It’s three weeks since and her phone still rings: once,
twice; I hang up before I can find out who’s on the other end. I’ve thought
about it some and I think it’s definitely not her. Network errors and technical
impossibility across spiritual realms…whys and wherefores.
It seems that the
absence of light might adversely affect the transmission of sound as well as
sight. I call all the same, just in case. It rings.
We said mass for her; in a little chapel run by a community
sworn to benevolent isolation. A life of solitude and servitude; and flaky
hosts served up with cheap wine. A living dedicated to faith and sacrament. Her
mother sat in the front row while I hid in a dusty pew tinted green and red
from pellucid stained glass. They sang, voices thick with texture, songs that
rebuked the somber mood as un-African; misplaced notes running up and down;
Blee-sed ah-sur-ancce, Jay-sus is
mai-nne.
Ohhhh wh-att a fourr-tes
Of gloo-ray de-vine.
Antithetical angels proclaiming the end of a story. I got up
to walk out, wishing I'd worn my sneakers instead of those slippers that make a
clapping noise on the marble floor tiles. At the door wise hands roughly
handled my back and turning me around gave a little shove so that on my own
momentum I found myself walking towards the alter and with a leftward turn I
was on my knees pressing my cheek against one so hot it burned me for hours
after I had left it. I smiled a condolence at her mother and backtracked into a
night as cool and dark as only Nairobi can offer.
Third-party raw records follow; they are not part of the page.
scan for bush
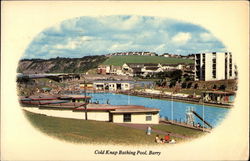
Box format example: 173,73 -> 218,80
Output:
181,82 -> 187,88
187,82 -> 192,88
219,84 -> 226,90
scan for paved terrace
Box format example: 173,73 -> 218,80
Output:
114,123 -> 192,139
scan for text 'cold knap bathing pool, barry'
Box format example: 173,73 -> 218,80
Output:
94,150 -> 161,156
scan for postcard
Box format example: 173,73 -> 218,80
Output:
1,1 -> 249,160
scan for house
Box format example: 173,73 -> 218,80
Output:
122,63 -> 161,76
93,80 -> 154,91
108,51 -> 158,56
202,91 -> 235,105
195,52 -> 237,81
158,64 -> 185,71
97,64 -> 110,74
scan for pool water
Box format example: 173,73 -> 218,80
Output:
87,93 -> 230,127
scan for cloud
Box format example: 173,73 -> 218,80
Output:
172,32 -> 192,45
24,15 -> 225,58
200,32 -> 215,41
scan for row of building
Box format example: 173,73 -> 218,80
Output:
107,51 -> 158,56
107,51 -> 194,59
194,52 -> 238,81
97,63 -> 194,77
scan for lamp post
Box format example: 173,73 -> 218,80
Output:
84,80 -> 88,120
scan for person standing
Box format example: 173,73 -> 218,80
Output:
147,126 -> 152,135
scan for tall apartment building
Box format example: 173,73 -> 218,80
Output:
195,52 -> 236,81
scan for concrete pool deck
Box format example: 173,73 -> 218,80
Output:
115,123 -> 192,139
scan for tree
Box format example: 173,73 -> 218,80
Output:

Night time on Jogoo Road: polite as can be dodging the Mama
Mbogas who shove battered bananas in my face and jumping over muddy puddles
(but it hasn't rained in months), a dash across the dual carriageway, shoving
my glasses up into my hair because I can't see anyway for all the bright
lights; every shape and colour of ma-three zooming past: two-three, No. 4,
three-three, five-8, No.10: where am I going again? Something that looks like
cotton candy with fangs pulls over and I'm dragged away from my silence; Si
siri ninampenda, Binti Kiziwi. Da da da da da da da, Binti Kiziwi... and
deposited somewhere near the clock by the station where it takes a minute for
me to realize that the buzzing in my head is from the noise but the one at my
hip is my phone ringing: ‘Vipi dada, nifurahiday, tunabanjuka?' What's she
saying? ‘Zi girlie, I'm knackered, I've just...' ‘Poa!' and I'm alone again.
Okay.
It's a hot night. I lie on my back playing pocket Sudoku on
my phone and idiotically wishing time away. I should really get up and do
something constructive but if I don't at least pretend to be asleep my brain
will cop out and shut down in the middle of the afternoon shift tomorrow. I
think we're out of coffee too. I take out my 2B and sketch out the creation
story, remixed: "In the beginning god created the heavens and the earth, then
he created the coffee bean and expresso machine and he looked down on his
creation and saw that it was good. And I was pleased." I don't expect that I am
any different from her; lying here on my back staring into the dark with my
arms crossed over my chest as though in some childish demonstration of a
pathological defiance. Or maybe it's just what habit I've made of boredom
because I haven't the balls to face the demons that lie behind my eyelids. I
fall asleep twenty minutes before my alarm is due and tumble out of bed to the
sound of Dylan's lethargic rhythms. He can't have slept much either: Hey Mr.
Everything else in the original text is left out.